Arg. 4. Drunkenness wastes and scatters thine estate, Proverty attends excess: the Drunkard shall be cloathed with Rags, and brought to a morsel of bread. Solomon hath read thy fortune, Prov. 21. 17. He that loveth Wine and Oyl shall not be rich, Luxury and Beggary are seldom far asunder. When Diogenes heard a Drunkards house cryed to be sold; I thought, quoth he, it would not be long ere he vomited up his house also. The Hebrew word [...] and the Greek word [...], which signifie Luxury; the former is compounded of two words, which signify, Thou shalt be poor; and the latter signifies the losing of the possession of that good which is in our hand. The Drunkard and the Glutton shall surely come to poverty, Prov. 23. 21. In the Hebrew it is, He shall be disinherited, or disposessed. It doth not only dispossess a man of his Reason, which is a rich and fair inheritance given to him by God, but it also dispossesses him of his estate: it wastes all that either the provident care of thy Progenitors, or the blessing of God upon thine own industry, hath obtained for thee. And how will this sting like and Adder, when thou shalt consider it? Apicius the Roman, hearing that there were seven hundred Crowns only remaining of a fair estate, that his Father had left him, fell into a deep Melancholly, and fearing want, hanged himself, saith Seneca. And not to mention the miseries and sorrows [Page 15] they bring hereby upon their Families, drinking the tears, yea, blood of their Wives and Children: Oh what an account will they give to God, when their reckoning day comes! Believe it, Sirs, there is not a shilling of your estates, but God will reckon with you for the expence thereof. If you have spent it upon your lu [...]ts, while the necessity of your families, or the poor, called upon you for it; I should be loth to have your account to make, for a thousand times more than ever you possessed. O woful expence, that is followed with such dreadful reckonings!

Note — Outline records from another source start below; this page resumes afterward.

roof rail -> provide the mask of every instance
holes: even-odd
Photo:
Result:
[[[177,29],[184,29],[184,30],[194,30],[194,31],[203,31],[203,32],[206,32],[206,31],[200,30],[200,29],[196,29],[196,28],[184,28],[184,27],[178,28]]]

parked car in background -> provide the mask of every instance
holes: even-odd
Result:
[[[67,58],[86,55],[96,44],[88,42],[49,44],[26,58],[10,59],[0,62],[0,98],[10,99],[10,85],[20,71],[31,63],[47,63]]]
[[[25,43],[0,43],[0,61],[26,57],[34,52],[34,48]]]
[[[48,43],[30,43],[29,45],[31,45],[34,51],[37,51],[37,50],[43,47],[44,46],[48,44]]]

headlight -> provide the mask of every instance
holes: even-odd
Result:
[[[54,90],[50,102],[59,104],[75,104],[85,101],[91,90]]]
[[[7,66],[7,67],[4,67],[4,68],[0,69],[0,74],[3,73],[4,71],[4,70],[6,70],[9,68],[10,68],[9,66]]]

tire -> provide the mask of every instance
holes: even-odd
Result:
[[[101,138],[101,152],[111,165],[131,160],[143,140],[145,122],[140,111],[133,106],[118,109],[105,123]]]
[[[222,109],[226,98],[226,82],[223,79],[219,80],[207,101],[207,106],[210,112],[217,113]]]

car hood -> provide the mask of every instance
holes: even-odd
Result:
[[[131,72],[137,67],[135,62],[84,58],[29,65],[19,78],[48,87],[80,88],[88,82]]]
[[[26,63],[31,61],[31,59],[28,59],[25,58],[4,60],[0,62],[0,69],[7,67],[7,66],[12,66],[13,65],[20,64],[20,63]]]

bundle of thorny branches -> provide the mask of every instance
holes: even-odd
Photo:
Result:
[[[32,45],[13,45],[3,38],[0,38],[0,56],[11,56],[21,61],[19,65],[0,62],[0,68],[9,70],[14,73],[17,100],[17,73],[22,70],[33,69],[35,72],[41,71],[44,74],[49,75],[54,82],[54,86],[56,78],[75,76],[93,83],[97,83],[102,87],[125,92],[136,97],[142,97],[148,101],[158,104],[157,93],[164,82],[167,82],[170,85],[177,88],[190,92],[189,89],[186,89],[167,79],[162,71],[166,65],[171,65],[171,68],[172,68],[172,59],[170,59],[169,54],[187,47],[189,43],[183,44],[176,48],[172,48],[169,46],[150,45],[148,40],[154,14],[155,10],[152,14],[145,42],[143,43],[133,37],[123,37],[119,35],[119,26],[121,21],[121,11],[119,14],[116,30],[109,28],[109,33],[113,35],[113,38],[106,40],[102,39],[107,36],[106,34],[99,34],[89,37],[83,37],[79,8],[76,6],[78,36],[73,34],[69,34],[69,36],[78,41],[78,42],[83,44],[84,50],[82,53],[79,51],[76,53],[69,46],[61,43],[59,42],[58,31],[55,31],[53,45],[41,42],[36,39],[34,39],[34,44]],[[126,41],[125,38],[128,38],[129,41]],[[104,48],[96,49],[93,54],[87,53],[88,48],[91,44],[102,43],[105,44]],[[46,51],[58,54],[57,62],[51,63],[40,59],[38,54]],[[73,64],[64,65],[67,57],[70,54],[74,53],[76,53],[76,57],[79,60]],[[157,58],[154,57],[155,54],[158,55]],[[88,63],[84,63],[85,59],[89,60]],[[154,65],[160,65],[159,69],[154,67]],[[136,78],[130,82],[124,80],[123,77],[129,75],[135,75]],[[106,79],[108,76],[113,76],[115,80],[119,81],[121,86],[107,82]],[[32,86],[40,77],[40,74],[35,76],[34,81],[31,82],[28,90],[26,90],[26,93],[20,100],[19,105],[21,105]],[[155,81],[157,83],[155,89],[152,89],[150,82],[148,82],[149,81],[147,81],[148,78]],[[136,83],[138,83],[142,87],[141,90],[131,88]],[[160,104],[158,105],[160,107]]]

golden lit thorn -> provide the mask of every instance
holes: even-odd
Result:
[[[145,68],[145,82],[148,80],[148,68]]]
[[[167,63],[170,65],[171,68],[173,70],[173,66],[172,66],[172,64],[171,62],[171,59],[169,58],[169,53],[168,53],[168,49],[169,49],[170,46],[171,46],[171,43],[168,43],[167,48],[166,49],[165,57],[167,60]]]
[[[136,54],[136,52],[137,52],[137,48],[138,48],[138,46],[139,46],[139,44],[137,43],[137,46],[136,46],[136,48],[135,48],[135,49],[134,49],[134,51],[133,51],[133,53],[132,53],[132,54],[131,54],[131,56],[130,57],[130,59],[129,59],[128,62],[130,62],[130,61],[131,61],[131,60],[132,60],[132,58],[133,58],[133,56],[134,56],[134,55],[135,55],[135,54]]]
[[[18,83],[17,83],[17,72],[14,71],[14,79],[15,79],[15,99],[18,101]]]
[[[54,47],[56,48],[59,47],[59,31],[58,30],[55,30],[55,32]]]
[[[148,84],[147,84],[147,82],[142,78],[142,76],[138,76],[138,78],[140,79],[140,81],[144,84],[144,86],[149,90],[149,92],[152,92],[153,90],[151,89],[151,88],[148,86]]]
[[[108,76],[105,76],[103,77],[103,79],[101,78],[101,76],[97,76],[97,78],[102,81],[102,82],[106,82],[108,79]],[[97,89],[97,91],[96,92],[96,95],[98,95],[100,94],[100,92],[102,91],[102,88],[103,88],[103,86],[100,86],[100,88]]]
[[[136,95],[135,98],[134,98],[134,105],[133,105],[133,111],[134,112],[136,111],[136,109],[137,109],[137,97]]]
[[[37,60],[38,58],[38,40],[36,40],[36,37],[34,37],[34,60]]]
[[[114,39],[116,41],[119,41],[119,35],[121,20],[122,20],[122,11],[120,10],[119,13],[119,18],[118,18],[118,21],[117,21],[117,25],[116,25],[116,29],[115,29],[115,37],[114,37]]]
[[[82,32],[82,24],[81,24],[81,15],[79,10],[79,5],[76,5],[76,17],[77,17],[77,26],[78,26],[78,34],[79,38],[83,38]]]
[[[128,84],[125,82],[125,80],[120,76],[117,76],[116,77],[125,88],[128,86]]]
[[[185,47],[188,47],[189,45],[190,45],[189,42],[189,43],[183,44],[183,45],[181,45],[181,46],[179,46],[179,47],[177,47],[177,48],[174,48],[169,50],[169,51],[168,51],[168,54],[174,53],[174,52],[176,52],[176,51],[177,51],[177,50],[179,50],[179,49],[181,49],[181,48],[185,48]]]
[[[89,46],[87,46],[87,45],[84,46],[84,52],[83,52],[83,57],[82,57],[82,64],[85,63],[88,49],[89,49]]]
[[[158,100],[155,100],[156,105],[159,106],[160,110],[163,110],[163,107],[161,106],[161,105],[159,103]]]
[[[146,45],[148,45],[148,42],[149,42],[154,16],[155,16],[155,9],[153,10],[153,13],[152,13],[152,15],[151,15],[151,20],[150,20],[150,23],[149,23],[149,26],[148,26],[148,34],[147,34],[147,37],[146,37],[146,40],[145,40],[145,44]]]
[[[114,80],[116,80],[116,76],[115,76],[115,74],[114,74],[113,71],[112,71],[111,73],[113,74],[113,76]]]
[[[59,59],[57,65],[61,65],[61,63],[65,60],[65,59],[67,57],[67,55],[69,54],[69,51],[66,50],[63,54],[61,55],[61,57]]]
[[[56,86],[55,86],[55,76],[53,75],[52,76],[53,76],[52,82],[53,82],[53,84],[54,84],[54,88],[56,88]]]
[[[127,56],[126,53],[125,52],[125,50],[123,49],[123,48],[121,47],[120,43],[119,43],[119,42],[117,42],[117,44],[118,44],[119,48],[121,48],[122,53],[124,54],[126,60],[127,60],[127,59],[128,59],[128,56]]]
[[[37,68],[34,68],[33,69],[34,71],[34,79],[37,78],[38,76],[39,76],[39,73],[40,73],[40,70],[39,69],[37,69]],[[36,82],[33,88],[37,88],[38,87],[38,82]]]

Arg. 5. Consider what vile and ignominious Characters the Spirit of God hath put upon the subjects of this sin. The Scripture every where notes them for infamous, and most abominable persons. When Eli supposed Hannah to be drunken, Count not thy hand-maid a daughter of Belial, said she, 1 Sam. 1. 16. Now a Son or daughter of Belial is, in Scripture-language, the vilest of men or women. So Psal. 69. 12. They that sit in the gate, speak against me, and I am the Song of Drunkards, (i. e.) of the basest and vilest of men, as the opposition plainly shews; for they are opposed to them that sit in the gate, that is, honourable persons. The Lord would have his people shun the society of such, as a pest. Not to eat with them, 1 Cor. 5. 11. Yea, the Scripture brands them with Atheism; they are such as have lost the sense and expectation of the Day of Judgment; mind not another world, nor do they look for the coming of the Lord, Matth. 24. 27, 28. He saith the Lord delayeth his coming, and then falls a drinking with the drunken. The thoughts of that day will make them leave their Cups, or their Cups will drown the thoughts of such a Day. And will not all the contempt, shame and infamy, which [Page 16] the Spirit of God hath poured on the head, of this sin, cause thee to abhor it? Do not all Godly, yea Moral Persons, abhor the Drunkard? Oh methinks the shame that attends it, should be as a fence to keep thee from it.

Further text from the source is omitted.